Yavoriv era uma base avançada importante para a OTAN. Até Fevereiro (antes da operação russa na Ucrânia), o 7º Comando de Treino do Exército dos EUA estava operando a partir de Yavoriv, já em meados de Fevereiro. A Rússia não parou aí. Notícias da ASB Military informam que a Rússia atingiu outro local, Delyatyn, que fica a 97 km a sudeste de Yavoriv (na quinta-feira, creio). No dia 23, a Rússia atingiu Zytomyr, outro local onde a OTAN anteriormente tinha uma presença. Putin enviou uma mensagem muito clara – as forças da OTAN na Ucrânia serão vistas e tratadas como combatentes. Ponto final.
Mike Witney: O Presidente ucraniano Volodymyr Zelensky foi badalado nos meios de comunicação ocidentais como um “líder em tempo de guerra” e um “Winston Churchill” dos tempos modernos. O que a mídia não consegue dizer aos seus leitores é que Zelensky tomou uma série de medidas para reforçar o seu domínio sobre o poder, prejudicando ao mesmo tempo as frágeis instituições democráticas na Ucrânia.
Por exemplo, Zelensky “proibiu onze organizações noticiosas da oposição” e tentou impedir o chefe do maior partido de oposição da Ucrânia, Viktor Medvedchuk, de concorrer a um cargo com uma acusação falsa de “financiamento do terrorismo”. Isto não é o comportamento de um líder que esteja seriamente empenhado na democracia.

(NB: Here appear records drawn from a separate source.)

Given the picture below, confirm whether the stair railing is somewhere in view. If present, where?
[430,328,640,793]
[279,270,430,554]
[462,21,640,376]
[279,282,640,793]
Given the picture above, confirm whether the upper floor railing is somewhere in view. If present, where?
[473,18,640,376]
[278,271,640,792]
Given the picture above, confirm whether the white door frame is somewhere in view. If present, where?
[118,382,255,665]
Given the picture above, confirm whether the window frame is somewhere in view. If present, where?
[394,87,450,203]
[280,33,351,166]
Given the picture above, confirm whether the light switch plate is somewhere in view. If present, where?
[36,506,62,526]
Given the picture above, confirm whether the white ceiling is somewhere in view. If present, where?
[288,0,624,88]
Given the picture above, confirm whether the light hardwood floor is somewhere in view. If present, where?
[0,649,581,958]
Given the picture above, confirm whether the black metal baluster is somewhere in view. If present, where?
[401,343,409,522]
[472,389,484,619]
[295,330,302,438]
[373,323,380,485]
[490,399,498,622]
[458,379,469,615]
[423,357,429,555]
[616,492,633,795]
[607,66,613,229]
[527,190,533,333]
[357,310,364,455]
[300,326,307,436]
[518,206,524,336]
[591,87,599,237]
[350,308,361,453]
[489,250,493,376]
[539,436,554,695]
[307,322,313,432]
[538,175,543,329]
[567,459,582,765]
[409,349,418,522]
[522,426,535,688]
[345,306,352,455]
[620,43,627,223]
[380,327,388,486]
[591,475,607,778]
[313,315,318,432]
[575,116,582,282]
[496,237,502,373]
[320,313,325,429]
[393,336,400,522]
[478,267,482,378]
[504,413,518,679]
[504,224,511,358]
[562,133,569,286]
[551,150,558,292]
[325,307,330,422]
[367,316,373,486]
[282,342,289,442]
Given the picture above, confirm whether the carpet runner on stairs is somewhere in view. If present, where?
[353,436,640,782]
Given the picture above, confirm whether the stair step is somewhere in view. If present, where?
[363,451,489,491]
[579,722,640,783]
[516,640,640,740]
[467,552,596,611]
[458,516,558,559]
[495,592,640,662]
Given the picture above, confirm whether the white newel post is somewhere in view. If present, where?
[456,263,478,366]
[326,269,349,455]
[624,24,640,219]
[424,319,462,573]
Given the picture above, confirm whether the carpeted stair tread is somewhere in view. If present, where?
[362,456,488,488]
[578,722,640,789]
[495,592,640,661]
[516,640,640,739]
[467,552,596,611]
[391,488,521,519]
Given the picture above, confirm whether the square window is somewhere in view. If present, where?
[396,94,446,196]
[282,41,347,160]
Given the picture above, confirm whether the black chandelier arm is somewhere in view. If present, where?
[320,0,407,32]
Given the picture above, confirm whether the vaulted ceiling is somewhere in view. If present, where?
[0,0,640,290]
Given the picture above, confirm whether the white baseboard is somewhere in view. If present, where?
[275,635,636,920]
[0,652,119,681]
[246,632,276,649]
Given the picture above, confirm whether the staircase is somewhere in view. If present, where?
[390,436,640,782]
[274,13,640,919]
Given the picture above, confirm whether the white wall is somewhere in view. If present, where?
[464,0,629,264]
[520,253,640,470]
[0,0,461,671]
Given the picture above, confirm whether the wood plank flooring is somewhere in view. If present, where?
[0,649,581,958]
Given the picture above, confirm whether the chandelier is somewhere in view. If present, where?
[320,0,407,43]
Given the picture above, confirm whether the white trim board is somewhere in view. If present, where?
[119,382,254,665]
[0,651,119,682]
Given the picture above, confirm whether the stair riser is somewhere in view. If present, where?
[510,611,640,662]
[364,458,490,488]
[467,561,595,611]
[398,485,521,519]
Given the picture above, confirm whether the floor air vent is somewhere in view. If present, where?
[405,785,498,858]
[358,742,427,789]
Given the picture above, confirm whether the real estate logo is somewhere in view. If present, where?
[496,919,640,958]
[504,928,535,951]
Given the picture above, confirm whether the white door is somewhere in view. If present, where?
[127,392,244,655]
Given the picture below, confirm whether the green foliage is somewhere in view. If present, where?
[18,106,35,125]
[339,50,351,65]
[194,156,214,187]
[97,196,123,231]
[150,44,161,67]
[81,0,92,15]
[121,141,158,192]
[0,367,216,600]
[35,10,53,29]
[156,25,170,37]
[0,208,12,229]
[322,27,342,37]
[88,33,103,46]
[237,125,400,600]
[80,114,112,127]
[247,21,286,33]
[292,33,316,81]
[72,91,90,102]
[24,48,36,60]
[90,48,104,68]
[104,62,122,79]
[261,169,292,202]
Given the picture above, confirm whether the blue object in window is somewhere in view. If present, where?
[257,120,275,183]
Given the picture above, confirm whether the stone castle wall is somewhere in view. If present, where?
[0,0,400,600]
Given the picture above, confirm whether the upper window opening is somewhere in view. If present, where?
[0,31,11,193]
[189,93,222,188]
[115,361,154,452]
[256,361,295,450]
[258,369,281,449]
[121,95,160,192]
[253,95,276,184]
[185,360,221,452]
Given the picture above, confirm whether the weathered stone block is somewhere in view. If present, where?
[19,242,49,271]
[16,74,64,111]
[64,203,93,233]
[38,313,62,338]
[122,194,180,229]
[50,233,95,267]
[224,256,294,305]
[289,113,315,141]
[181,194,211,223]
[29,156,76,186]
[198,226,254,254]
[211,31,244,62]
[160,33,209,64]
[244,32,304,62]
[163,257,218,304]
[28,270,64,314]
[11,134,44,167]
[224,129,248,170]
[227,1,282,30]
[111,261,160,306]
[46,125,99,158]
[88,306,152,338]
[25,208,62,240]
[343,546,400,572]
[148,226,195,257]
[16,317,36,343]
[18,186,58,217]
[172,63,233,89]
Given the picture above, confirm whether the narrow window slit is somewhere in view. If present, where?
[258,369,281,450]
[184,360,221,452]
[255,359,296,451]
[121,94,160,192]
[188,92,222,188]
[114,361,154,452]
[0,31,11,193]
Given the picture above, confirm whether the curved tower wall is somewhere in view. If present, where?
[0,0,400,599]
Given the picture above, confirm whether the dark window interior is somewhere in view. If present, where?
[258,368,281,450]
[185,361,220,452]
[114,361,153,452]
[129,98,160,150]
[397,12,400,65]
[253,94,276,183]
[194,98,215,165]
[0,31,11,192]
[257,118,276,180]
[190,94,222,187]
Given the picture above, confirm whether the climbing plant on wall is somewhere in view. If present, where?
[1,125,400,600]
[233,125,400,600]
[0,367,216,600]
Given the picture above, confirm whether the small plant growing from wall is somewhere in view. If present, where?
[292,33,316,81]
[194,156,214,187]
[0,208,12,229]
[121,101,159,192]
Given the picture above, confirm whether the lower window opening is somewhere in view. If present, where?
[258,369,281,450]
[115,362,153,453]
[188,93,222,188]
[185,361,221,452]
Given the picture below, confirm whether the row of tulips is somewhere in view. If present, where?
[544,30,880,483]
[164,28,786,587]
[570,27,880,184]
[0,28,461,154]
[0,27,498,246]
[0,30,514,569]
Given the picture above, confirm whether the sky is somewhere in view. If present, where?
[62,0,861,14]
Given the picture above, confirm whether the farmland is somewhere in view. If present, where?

Qual é a sua opinião sobre Zelensky? Será ele realmente o “líder patriótico” que a mídia o descreve?
Larry C. Johnson: Zelensky é um comediante e um ator. Não é muito bom nisso, a meu ver. O Ocidente está usando cinicamente o fato de ele ser judeu como um diversionismo do considerável contingente de neonazis (e refiro-me aos nazis genuínos que ainda celebram os feitos da unidade ucraniana Waffen SS enquanto lutavam ao lado dos nazis na II Guerra Mundial). Os fatos são claros – ele está proibindo os partidos políticos da oposição e fechando a mídia de oposição. Imagino que esta seja a nova definição de “democracia”.
“Zelensky é um comediante e um ator. Não é muito bom nisso, a meu ver. O Ocidente está usando cinicamente o fato de ele ser judeu como um diversionismo do considerável contingente de neonazis”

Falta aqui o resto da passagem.